Herr Präsident! Meine Damen und Herren! Die Anträge der Fraktion der SPD Drucksachen 1245 und 1293 [neu] verfolgen ein doppeltes Ziel. Es werden Auskünfte seitens der Bundesregierung über den Verlauf der Saarverhandlungen nach der Bundestagsdebatte vom 27. Februar dieses Jahres verlangt. Ferner wird die Bundesregierung im Antrag Drucksache 1245 beauftragt, die Ratifikation des Saarabkommens auszusetzen, bis die Gegensätzlichkeiten in der Auffassung der Vertragspartner über wesentliche Bestimmungen des Statuts ausgeräumt worden sind.
Ein Teil der von der Fraktion der SPD geäußerten Wünsche auf Erteilung von Auskünften dürfte insofern heute überholt sein, als die angeforderten Auskünfte bereits in der Presse veröffentlicht worden sind. Das gilt beispielsweise für die Erklärung F des französischen Außenministeriums, die am 4. März dieses Jahresabgegeben worden ist und die sich auf Art. VI, auf die Frage des Friedensvertrages und auf die Frage der englisch-amerikanischen Garantien bezogen hat. Der Wortlaut dieser Erklärung ist bekannt. Es ist ebenso durch die Presse bekanntgeworden, daß die deutsche diplomatische Vertretung bereits am folgenden Tage, am 5. März, gegen die von französischer Seite gegebenen Auslegungen Vorstellungen in Paris erhoben hat.

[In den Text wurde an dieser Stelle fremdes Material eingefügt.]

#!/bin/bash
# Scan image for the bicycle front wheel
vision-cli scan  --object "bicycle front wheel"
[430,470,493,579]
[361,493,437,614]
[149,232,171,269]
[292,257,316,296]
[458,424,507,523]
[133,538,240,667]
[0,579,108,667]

Es scheint uns aber von großer Wichtigkeit zu sein, daß im Laufe der weitergeführten Besprechungen über eine sehr wesentliche Frage des Vertrages, nämlich über Art. VI, die Frage der Freiheit der politischen Betätigung, eine gemeinsame Formulierung gefunden worden ist. Diese Formulierung ist vom Herrn Bundeskanzler bekanntgegeben worden. Diejenigen unter uns, weiche dem Saarabkommen ihre Zustimmung gegeben haben, haben nie ein Hehl daraus gemacht, daß sie die Bestimmungen des Art. VI über die Freiheit der politischen Betätigung an der Saar nach Inkrafttreten des Statuts als unbefriedigend ansehen. Durch die jetzt gemeinsam ausgearbeitete Formulierung ist zum Ausdruck gebracht worden, daß während der Geltungsdauer des Statuts bis zum Friedensvertrag die Freiheit der politischen Meinung total sein soll. Diese totale Freiheit der politischen Meinung erleidet dann allerdings Einschränkungen. Wir sind uns bewußt, daß die Abgrenzungen, die in dieser Formulierung getroffen worden sind, auch in der Praxis nicht alle Schwierigkeiten ausschließen können.
Aber wichtiger scheint es uns zu sein, daß es unter Kontrolle des Ministerrats der Westeuropäischen Union eine Aufgabe des Europäischen Kommissars sein wird, darüber zu wachen, daß die beiden Grundsätze, einmal die totale Freiheit der politischen Meinungsäußerung und sodann die Begrenzungen, die in der Formulierung enthalten sind, beachtet werden.
Die gefundene Formulierung schließt nicht aus, daß das zukünftige Schicksal der Saar beim Friedensvertrag frei erörtert werden kann. Es gibt eine Reihe von Möglichkeiten freier Meinungsäußerung, die nicht als politische Aktionen bezeichnet werden können, und es gibt andererseits mannigfaltige Formen von politischen Aktionen, die eine freie Meinungsäußerung zulassen, ohne das Prinzip des Statuts direkt oder indirekt zu beeinträchtigen. Wir dürfen der Hoffnung Ausdruck geben, daß der Europäische Kommissar des Saargebiets, der unter der Kontrolle des Ministerrats der Westeuropäischen Union seine Aufgabe erfüllen wird, bei der Überwachung des Statuts und bei der Anwendung des Art. VI, dessen Verdeutlichung nunmehr gemeinsam erarbeitet worden ist, dem Geiste des Abkommens auch so, wie wir es verstehen, gerecht zu werden vermag.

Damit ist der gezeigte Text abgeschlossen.